Con la llegada del verano, apetecen comidas ligeras y refrescantes, pero ojo, que el calor también trae riesgos para la salud si no andamos con cuidado en la cocina.
La Dirección General de Salud Pública del Servicio Canario de la Salud (SCS) ha lanzado un aviso importante: las altas temperaturas, la falta de higiene y una mala manipulación de los alimentos pueden provocar toxiinfecciones, y muchas veces pasan en casa, sin ir más lejos.
Por eso, te vamos a contar cómo evitarlo con unos consejos fáciles de seguir.
Lo primero, lávate las manos con frecuencia, sobre todo después de ir al baño, y mantén limpias las superficies y utensilios. No uses los mismos cuchillos o tablas para alimentos crudos y cocinados, porque si no, estarás pasando bacterias de unos a otros. Y si tienes alguna herida en las manos, cúbrela bien.
A la hora de cocinar, asegúrate de que el calor llega a todas partes. La carne de ave y la picada son las más peligrosas si se quedan crudas o poco hechas. Para el pescado, cuidado con el anisakis: este bicho se mata cociéndolo a más de 60 grados o congelándolo a -20 grados durante 24 horas si lo vas a comer crudo, como en sushi o ceviche.
Además, eviscera el pescado cuanto antes.
No dejes la comida preparada a temperatura ambiente, porque las bacterias se multiplican rápido. Si no la vas a consumir en el momento, métela en la nevera o mantenla caliente. Y cuando la saques para comer, caliéntala bien, que llegue a más de 65 grados en el centro. Las ensaladas, salsas, huevos, lácteos y postres con crema deben ir siempre al frigorífico.
Los alimentos que se comen crudos, como la lechuga o el tomate, deben desinfectarse con unas gotas de lejía apta para vegetales (léelo en la etiqueta) y después aclararlos con agua.
Y con los huevos, mucho ojo: guárdalos en la nevera, no los laves porque puedes meter gérmenes dentro, y no los partas en el borde del plato donde luego vayas a batirlos.
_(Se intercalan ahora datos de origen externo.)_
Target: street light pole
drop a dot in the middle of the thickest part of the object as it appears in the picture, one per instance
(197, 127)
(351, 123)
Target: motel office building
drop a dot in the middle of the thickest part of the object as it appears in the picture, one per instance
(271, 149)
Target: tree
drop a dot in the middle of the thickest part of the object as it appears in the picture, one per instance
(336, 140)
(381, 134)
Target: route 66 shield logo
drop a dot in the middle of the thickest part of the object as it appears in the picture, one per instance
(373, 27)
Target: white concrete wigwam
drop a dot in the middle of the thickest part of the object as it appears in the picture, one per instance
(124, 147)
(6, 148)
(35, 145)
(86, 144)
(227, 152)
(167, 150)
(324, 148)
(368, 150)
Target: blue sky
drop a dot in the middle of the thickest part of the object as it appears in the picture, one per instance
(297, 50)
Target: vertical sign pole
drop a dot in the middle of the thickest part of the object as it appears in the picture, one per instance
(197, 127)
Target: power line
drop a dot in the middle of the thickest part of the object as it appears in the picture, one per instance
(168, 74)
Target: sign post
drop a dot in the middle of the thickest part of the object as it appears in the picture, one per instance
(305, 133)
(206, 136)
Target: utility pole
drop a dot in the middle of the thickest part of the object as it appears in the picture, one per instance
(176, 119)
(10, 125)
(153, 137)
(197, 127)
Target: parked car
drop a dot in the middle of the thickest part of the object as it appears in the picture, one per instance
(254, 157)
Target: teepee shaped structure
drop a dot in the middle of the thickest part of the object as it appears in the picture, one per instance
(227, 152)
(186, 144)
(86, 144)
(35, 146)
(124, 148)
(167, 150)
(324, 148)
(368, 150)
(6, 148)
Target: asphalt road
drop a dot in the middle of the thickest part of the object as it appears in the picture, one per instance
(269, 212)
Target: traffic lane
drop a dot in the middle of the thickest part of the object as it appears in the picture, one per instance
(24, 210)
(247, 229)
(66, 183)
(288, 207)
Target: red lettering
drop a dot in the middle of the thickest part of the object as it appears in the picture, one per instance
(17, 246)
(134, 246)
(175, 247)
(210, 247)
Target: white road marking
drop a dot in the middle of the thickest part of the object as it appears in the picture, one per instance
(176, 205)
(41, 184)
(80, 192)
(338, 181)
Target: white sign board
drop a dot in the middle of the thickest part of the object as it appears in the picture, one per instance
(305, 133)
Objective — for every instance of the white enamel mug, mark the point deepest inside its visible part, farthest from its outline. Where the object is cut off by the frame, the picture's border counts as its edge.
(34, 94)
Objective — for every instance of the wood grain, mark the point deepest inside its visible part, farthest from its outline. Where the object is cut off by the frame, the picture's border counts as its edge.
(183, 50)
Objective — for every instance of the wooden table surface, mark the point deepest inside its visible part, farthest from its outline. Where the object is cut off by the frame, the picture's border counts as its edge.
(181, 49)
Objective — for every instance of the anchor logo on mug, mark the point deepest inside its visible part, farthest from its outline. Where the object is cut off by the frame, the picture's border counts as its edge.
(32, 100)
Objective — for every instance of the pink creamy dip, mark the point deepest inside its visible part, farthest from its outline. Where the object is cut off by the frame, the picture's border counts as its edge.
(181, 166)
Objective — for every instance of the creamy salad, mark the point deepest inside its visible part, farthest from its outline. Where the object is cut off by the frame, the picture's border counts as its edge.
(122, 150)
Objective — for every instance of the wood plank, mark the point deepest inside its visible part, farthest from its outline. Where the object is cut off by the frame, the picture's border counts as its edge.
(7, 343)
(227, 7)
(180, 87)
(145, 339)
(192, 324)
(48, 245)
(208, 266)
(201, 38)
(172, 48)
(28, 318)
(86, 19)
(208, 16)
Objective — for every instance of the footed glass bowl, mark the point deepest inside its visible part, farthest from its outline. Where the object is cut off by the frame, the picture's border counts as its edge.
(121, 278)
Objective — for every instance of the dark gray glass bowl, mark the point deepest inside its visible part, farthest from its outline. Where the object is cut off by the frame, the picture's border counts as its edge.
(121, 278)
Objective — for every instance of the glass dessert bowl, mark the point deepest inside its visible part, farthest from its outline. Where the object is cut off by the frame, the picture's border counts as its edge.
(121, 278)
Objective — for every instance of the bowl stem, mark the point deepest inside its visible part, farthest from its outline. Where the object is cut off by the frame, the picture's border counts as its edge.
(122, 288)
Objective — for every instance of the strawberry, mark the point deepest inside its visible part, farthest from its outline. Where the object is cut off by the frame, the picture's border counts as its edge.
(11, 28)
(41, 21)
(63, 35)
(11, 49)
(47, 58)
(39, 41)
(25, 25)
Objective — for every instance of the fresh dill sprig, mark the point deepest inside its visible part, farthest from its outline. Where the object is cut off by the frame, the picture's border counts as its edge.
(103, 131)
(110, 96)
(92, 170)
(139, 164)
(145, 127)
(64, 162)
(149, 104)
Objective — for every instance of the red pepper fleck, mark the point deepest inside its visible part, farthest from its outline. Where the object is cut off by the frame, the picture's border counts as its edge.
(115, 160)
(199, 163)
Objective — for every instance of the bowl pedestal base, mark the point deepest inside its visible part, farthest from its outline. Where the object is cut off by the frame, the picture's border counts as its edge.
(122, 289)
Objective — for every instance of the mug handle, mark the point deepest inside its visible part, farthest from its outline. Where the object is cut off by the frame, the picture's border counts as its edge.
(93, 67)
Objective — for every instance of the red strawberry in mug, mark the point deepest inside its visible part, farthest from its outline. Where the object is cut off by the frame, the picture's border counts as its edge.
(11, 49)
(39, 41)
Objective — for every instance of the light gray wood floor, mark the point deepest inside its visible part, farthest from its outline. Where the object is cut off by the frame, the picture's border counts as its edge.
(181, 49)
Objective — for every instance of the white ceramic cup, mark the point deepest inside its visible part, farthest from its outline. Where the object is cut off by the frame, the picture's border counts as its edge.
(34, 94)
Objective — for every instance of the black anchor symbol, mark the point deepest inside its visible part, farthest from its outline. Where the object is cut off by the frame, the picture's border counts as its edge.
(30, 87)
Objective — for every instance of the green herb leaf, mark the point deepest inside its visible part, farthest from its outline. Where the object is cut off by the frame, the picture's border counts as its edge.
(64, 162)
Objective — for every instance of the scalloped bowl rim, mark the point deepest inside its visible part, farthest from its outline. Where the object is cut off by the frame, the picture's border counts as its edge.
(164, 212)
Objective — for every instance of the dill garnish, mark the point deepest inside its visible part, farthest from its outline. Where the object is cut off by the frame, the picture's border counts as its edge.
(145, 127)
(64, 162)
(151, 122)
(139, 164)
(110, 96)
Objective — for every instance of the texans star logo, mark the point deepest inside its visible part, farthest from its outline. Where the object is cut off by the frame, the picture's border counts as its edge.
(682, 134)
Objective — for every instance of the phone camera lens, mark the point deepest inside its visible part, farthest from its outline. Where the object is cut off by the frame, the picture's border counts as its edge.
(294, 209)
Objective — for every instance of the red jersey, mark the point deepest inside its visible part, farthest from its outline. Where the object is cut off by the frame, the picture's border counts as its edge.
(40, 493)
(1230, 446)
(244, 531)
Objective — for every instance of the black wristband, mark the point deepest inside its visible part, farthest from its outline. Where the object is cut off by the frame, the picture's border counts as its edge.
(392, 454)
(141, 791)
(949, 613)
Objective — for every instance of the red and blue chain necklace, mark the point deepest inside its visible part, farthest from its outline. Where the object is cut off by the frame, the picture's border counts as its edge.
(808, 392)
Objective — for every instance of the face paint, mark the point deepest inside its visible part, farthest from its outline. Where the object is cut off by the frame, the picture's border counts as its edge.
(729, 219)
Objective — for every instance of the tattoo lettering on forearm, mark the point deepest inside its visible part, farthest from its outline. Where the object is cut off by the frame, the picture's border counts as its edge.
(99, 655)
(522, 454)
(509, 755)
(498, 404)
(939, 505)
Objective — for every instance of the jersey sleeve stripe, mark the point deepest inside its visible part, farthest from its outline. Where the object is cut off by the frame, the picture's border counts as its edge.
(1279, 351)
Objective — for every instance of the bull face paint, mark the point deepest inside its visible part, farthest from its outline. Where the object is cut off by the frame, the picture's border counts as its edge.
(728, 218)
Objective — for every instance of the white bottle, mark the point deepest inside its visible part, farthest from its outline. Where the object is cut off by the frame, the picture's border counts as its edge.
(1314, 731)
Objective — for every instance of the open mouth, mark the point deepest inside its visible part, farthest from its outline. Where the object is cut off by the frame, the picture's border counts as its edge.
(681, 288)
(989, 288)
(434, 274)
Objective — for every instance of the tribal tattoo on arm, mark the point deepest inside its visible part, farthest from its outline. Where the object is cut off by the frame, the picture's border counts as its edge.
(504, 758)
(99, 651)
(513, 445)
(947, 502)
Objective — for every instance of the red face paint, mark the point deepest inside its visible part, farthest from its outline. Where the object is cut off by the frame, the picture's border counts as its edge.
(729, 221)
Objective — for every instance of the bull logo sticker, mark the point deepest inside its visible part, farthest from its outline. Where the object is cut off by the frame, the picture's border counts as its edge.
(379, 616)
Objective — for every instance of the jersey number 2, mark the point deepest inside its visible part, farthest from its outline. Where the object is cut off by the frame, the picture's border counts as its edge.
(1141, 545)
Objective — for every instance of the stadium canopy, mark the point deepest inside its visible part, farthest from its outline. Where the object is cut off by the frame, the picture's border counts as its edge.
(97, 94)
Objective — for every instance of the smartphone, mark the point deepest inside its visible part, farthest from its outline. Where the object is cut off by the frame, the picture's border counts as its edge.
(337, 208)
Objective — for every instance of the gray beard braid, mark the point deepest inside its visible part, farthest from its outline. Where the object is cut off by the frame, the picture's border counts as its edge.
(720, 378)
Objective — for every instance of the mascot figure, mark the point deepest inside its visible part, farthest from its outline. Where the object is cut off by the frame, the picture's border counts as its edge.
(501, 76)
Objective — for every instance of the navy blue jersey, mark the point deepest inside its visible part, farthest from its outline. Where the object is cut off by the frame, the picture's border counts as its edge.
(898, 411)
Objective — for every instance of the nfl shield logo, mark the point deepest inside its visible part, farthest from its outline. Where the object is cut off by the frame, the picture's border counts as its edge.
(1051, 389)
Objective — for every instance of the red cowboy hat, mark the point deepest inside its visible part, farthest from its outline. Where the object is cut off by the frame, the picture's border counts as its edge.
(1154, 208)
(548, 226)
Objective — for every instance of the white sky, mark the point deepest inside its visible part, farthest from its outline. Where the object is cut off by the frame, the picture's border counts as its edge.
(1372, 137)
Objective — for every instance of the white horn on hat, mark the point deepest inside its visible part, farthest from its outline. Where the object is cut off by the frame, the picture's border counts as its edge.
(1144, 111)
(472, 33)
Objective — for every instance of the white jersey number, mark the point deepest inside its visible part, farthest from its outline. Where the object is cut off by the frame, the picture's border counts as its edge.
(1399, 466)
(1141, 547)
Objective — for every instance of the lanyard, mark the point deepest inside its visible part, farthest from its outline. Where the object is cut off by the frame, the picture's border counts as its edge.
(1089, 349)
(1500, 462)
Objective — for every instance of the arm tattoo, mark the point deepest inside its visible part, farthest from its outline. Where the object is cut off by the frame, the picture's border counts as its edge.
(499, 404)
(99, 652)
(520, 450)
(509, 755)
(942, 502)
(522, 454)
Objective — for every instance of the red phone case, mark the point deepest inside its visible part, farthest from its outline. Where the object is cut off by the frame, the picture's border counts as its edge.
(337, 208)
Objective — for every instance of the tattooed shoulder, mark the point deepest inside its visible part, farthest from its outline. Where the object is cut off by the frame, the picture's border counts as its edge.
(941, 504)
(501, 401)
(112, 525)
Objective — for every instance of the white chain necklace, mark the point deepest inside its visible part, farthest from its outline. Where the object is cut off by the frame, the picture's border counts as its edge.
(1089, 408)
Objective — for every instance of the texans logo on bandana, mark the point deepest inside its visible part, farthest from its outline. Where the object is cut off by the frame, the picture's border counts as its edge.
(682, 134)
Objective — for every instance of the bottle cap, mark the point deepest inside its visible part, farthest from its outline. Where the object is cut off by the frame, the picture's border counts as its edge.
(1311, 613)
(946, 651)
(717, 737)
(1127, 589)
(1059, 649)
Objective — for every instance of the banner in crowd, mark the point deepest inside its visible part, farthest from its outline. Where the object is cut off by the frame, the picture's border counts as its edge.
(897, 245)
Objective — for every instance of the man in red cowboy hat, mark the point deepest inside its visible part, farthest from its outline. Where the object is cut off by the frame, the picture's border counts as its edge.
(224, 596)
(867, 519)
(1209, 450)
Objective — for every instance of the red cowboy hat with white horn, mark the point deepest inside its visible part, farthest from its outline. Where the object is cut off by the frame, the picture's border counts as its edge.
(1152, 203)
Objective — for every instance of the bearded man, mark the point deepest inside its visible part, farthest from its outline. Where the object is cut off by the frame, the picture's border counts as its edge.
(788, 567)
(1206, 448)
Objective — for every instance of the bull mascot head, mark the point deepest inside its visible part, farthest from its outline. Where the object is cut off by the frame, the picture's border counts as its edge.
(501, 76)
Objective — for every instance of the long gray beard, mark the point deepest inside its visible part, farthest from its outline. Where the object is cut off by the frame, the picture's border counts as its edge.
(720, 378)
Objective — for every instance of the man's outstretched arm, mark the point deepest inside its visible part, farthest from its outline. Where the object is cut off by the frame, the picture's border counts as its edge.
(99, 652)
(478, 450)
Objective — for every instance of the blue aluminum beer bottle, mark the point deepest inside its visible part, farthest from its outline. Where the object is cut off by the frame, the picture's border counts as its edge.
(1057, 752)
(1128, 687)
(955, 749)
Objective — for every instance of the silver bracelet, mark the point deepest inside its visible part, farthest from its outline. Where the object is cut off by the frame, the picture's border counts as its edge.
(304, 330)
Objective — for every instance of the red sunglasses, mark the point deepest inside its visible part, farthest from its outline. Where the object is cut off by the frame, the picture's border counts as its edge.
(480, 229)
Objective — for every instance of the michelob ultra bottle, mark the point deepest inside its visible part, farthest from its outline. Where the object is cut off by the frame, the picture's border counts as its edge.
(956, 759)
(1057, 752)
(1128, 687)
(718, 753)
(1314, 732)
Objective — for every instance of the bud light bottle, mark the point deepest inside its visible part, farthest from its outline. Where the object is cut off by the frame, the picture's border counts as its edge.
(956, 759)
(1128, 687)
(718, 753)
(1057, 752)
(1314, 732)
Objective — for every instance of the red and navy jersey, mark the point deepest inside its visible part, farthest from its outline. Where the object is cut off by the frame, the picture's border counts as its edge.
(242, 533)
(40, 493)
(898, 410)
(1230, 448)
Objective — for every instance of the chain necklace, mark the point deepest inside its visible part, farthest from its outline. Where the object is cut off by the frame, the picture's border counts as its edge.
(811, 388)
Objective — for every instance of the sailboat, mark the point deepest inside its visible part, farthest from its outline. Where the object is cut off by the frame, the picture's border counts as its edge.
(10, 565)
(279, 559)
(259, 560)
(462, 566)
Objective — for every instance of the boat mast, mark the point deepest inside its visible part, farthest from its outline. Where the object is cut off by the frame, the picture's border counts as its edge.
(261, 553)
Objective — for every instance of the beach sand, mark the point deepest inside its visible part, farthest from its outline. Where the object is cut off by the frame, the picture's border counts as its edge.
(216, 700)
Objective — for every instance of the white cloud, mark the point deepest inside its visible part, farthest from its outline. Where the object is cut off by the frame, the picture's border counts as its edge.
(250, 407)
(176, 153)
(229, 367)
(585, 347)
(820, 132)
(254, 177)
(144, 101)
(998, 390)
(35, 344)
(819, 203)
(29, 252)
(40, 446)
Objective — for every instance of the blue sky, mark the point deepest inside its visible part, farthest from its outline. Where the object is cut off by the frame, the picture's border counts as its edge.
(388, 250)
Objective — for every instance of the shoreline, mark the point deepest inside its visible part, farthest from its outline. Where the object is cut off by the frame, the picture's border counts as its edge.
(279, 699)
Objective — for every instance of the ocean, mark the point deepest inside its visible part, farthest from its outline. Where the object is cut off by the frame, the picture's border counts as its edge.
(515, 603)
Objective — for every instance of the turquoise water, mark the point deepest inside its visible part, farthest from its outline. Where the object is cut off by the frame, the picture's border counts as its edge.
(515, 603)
Cocina los platos con huevo rápidamente y no uses los mismos utensilios para el huevo crudo y el cocinado.
En la cocina, nada de mascotas ni bichos. Mantén alejados a los insectos y roedores tapando la basura y los alimentos. Y el agua que uses para cocinar debe ser potable; si tienes dudas, hiérvela o desinféctala con lejía para agua.
Si comes en restaurantes, chiringuitos o bares, fíjate en la limpieza del local y del personal. Los alimentos deben estar en vitrinas refrigeradas, y el que los sirve debe usar pinzas y no tocar vasos ni cubiertos por la parte que toca la boca. Si ves algo sospechoso, mejor recházalo.
Estos consejos no son nuevos, ya desde la antigüedad se sabía que la comida en mal estado podía matar. Por ejemplo, en el siglo XIX, el científico Salmon descubrió la bacteria que lleva su nombre, la salmonela, y desde entonces sabemos la importancia de cocinar bien los huevos.
Así que ya sabes, un poco de higiene y sentido común para disfrutar del verano sin sustos.